I cleaned and cooked, shopped and baked, preparing for Thanksgiving, while my children talked, laughed and reconnected. Amps, guitars both electric and acoustic, a saxophone and the piano created a cacophony of sound as they entertained each other with their talents. Occasionally a recognizable tune worked its way thru the noise, but I wouldn’t have cared if they took out the pots and pans and banged them. My children were home, together, and each strummed string, each plunked note, each toot of the horn filled the holes in my heart formed by their absence.
My mind became a camera, taking snapshots and videos: the four of them sitting around joking, all of us window shopping, the looks of anticipation on their faces while deciding on which piece of chocolate to buy, and their silly, childlike antics as they played at the toy store even though they’re much too old. Each moment carved a new memory on my heart. I drank them in, their smiles, their smells, their sounds, everything about them. I wanted to capture these memories and store them and pull them out when they go back to their lives.
Years ago I had to learn how to give her up a little bit at a time. Divorce, visitation schedules, holidays spent without her; each of those moments tested my strength and ability to endure. My heart broke each time we spent holidays apart and I longed for the next year. This year I watched as the four of them crossed the street. She held hands and swung arms with her brothers. They were only going to the toy store, but as they walked away, I glimpsed the future. It won’t be long before my boys head out into the world like their sister and these times together will become increasingly rare and precious.

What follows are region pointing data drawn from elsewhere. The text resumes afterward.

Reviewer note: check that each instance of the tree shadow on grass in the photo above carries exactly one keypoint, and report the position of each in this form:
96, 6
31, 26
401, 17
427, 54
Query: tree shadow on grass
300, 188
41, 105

This year I’m scooping up these moments like fallen leaves and putting them into a big pile. I’ve covered them with a tarp to protect them from scattering. When missing them becomes more than I can stand, I want to crawl under the tarp and surround myself with their joy and laughter.
This week flew past, ending much faster than it began. Suitcases crowd the foyer and the noise changed from excited silliness to tense moments filled with unsaid goodbyes. Christmas might only be weeks away, but schedules are different, obligations weigh in, and the calendar promises not to cooperate. I made sure my tarp of memories was secure before I headed off to the airport to let go once again.
My arms held her close, knowing I’d see her in a few weeks, knowing her schedule didn’t accommodate her brothers’, knowing we all wouldn’t be together for Christmas; other parents, other schedules, other obligations. I breathed her in and kissed the top of her head, opening my arms to let her go again. I steeled myself for the pang of loss knowing I’d have to do let go again in just a few hours when her brother headed back to school.
The runway lights waited, sitting in their rows, never changing, only witnessing. Their out stretched arms guiding her away…
but I had Thanksgiving. I had five glorious days with all four of my children at home. I had noise and smells and laughter. I had chaos, disarray, and love. And now I have a tarp filled with memories. I only need to lift the edge back and crawl inside to have Thanksgiving again.